- What interested me was putting something on the screen that nobody else had on the screen, which was difficult to find. And I was interested in visuals, and locations that had not been photographed, and I was also interested in leaving California to find those locations, because every rock, every tree within 50 miles of Los Angeles, had been photographed.
- [on Ray Harryhausen] It's been a great pleasure of mine to see Ray at work. That power of concentration, his area of creative design, and his ability to do what today crews of 70 or 80 men are doing is certainly unmatched in cinematic history.
- Nobody paid any attention to us. Nobody said, "Why did you do this?" and "Why did you do that?" We just did it, and when the picture was finished, they saw it. We had full control, artistic control without any interference. That was worth the price of making a "B" picture, as opposed to an "A" picture.
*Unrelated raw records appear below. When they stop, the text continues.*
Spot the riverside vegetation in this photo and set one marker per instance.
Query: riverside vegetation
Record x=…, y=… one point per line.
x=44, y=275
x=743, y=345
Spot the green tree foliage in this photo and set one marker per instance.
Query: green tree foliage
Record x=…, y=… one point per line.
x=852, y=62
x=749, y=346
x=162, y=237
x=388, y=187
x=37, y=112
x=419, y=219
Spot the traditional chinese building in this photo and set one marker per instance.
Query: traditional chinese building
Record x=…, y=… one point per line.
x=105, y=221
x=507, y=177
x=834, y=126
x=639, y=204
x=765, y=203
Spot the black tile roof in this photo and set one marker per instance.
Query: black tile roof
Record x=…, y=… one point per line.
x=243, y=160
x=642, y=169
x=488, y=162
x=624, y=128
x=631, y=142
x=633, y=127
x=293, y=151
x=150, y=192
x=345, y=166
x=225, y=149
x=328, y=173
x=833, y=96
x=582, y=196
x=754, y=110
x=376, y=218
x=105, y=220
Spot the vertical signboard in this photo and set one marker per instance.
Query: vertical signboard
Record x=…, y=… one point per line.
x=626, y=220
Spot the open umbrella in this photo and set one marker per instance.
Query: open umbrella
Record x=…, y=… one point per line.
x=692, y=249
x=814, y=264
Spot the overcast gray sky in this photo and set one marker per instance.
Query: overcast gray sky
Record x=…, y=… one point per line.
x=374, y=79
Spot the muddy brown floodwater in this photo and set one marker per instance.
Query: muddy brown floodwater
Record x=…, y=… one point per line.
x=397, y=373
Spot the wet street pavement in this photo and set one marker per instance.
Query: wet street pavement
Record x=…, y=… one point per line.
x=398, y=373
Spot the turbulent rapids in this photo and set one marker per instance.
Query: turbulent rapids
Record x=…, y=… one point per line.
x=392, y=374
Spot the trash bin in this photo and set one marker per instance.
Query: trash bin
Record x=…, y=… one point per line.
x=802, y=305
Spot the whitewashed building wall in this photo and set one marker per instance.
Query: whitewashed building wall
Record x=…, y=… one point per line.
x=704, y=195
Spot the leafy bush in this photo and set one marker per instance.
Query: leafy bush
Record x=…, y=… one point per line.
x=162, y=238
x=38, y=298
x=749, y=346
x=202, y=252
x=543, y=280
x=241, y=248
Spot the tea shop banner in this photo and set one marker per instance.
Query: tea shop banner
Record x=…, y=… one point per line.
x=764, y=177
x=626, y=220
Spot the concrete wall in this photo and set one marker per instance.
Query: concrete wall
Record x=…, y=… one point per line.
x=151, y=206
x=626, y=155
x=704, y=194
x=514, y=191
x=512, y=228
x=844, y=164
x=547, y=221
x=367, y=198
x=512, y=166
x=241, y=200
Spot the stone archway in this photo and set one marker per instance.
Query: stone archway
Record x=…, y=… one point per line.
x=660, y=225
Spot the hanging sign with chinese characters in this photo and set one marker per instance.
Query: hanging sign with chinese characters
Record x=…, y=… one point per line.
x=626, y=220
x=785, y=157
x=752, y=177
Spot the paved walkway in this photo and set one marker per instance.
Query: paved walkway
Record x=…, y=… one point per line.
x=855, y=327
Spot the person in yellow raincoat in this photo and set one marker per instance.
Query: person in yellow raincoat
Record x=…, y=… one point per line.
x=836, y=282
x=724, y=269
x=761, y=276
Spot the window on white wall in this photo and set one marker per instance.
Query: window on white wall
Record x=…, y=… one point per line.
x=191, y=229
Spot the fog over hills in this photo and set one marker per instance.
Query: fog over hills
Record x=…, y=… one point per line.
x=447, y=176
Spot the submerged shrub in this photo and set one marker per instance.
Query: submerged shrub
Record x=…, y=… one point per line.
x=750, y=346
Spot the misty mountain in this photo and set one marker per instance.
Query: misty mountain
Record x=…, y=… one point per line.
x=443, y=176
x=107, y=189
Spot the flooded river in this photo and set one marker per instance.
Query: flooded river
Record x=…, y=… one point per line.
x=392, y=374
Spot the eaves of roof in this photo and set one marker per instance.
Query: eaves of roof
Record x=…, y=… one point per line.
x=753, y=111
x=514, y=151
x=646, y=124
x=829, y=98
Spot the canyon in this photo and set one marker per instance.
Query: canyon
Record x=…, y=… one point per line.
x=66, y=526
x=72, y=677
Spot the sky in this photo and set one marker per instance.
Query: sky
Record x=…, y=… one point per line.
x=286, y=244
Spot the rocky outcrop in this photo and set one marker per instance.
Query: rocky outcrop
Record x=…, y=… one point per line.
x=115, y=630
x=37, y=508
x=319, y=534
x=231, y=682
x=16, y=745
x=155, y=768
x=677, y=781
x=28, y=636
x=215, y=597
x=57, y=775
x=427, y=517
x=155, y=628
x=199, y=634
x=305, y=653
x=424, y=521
- [on Sam Katzman] [He] knew everything there was to know about making a movie. He was a very enterprising fellow, and was enormously intuitive. But, he was a very tough taskmaster and a real skinflint. I managed to get along well with Sam, because I knew what he was and respected what he did. Unfortunately, all his input was negative. He never contributed anything positive. I would suggest an idea, and he would knock it down. I would argue with him, but I never got very far. He wouldn't say, "Do this instead of that"; he would only say, "'Don't do this"--and I didn't. I certainly learned the value of a dollar from Sam.